I’ve been using Librenms for some weeks now, and I can’t figure out how to resolve my problem.

Brief explaination of our infrastructure :

  • each server run under Ubuntu 18.04 LTS and Apache.
  • we have 1 librenms central server. No performance tunning, fresh install. This server is the database, RRD, and memcached server.
  • we have 1 poller, with librenms installed in every client we want to monitor. No performance tunning, fresh install. In config.php, we tells the poller to send data to the central server.

We use distributed polling mode, and each poller use central database server. Idem for RRD et MemCached.
Everything is working well, except that we have a lot of false positive with our remote monitored servers.

It is funny that each 1min, the status goes to down from icmp check after it says that devices is up from icmp check. And with a frequency of 4 minutes. So we have those cycles :

I really do not know how to make that work… and I am sure that my servers are up, so it comes from my configuration…

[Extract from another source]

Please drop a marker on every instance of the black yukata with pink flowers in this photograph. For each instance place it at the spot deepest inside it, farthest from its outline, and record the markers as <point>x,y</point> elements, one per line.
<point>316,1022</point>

The only thing from the validate which is not good is for the memcached php, but I install it, and even if I try to reinstall it, it says that it’s already installed. So maybe the problem come from there?
It tells that “Missing php extension: memcached”. The problem is either on central server or poller node.

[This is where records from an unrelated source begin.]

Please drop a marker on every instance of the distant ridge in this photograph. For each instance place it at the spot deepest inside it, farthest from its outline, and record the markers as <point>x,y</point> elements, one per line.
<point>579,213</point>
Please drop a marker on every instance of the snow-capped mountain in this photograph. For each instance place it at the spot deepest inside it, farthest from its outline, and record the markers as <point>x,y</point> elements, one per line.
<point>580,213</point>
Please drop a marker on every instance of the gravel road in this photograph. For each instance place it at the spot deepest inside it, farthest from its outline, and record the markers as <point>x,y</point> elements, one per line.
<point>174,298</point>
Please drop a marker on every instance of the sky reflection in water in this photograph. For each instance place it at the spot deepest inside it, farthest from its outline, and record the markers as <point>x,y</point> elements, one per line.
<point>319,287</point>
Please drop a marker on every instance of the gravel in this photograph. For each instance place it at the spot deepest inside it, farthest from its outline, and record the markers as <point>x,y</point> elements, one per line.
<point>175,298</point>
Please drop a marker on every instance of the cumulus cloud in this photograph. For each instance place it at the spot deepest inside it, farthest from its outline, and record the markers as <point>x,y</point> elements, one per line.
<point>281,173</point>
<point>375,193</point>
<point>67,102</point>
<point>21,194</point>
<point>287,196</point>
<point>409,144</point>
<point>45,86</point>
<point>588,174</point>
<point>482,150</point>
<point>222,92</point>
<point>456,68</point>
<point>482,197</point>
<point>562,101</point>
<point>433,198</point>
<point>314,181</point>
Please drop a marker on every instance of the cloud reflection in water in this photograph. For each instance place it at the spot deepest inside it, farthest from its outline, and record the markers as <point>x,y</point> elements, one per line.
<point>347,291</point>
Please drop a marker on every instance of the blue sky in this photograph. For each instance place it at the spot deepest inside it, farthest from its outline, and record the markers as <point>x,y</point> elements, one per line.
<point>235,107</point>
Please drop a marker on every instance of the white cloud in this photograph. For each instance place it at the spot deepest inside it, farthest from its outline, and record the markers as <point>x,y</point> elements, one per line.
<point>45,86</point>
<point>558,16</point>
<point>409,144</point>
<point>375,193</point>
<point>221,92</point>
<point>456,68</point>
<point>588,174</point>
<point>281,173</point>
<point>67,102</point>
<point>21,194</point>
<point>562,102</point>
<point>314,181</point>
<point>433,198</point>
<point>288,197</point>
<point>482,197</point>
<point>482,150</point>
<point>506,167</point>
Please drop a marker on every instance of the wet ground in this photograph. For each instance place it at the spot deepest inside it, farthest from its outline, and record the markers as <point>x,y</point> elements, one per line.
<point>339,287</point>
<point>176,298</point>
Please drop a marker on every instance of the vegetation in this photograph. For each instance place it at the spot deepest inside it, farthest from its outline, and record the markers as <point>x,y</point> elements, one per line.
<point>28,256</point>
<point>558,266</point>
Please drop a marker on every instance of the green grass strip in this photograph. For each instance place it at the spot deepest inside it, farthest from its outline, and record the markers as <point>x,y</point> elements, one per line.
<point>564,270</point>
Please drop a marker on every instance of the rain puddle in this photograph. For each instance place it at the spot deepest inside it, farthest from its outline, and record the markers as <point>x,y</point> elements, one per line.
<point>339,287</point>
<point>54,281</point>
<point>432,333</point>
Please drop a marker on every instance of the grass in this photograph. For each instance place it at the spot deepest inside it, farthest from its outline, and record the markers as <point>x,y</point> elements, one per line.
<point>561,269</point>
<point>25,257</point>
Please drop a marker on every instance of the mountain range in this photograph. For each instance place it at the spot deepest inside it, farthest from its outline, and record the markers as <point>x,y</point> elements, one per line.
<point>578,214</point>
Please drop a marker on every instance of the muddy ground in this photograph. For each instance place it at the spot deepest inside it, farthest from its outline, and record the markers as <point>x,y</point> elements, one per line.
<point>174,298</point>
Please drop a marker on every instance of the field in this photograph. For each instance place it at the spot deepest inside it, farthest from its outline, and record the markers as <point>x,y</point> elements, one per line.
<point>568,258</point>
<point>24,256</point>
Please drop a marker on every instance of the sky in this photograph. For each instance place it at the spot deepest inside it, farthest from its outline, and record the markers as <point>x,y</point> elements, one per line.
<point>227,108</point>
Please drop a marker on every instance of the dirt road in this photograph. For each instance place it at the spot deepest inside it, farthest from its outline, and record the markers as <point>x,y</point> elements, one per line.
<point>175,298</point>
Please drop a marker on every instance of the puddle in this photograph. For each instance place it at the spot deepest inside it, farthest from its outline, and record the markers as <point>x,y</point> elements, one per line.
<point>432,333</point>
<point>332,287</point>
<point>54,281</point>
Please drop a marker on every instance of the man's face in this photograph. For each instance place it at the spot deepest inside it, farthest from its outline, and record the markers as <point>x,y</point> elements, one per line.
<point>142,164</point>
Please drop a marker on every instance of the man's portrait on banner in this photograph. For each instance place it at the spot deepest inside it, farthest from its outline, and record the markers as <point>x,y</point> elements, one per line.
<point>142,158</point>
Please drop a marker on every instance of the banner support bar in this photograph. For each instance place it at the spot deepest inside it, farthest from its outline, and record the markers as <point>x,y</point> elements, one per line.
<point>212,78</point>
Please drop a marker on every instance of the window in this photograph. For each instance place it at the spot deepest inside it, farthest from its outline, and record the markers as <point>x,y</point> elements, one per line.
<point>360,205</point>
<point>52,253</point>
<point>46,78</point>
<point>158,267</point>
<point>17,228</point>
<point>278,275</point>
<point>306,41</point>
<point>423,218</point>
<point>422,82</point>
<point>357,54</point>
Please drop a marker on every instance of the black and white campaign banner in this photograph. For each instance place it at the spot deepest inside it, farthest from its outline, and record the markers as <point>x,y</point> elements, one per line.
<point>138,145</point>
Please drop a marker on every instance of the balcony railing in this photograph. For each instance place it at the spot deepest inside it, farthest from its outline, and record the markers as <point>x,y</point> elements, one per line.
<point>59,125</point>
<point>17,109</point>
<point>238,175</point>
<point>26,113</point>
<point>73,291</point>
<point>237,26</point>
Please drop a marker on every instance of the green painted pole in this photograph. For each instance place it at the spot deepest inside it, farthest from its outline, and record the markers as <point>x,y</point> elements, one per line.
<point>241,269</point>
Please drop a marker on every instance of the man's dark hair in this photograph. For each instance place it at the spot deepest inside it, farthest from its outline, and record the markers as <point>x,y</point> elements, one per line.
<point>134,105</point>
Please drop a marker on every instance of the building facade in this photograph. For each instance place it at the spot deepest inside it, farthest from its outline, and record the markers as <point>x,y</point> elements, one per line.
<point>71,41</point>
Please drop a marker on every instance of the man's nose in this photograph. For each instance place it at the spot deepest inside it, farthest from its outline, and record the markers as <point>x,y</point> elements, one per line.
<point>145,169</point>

I do not find my answers there, so I create this thread.

Regards,

Thr0yr

Edit : Okay, it seems that someone on our departement changed the cron job… right now, everything is great! In fact, the poller did a polling each 5 min, but the central did icmp check each minutes…

Hi @guillaume-minesales

Not sure if this is fixed already, referencing this post:

That may be the cause for it, if you have every poller trying to ping every device it will cause these false positives. I have come accross this a few times with different installs so I worked with others to update the docs here:

NOTE : If you are using distributed pollers you can restrict a poller to a group by appending -g to the cron entry. Alternatively, you should only run ping.php on a single node.

This should fix the issue if you still see it.

Hi @garysteers

Thanks for the answer, but in fact my issue was due to two cron job (one on poller and one on central). One cron was set to 1 minute frequency and the second one to 5 minute frequency. This is why I had this false positive.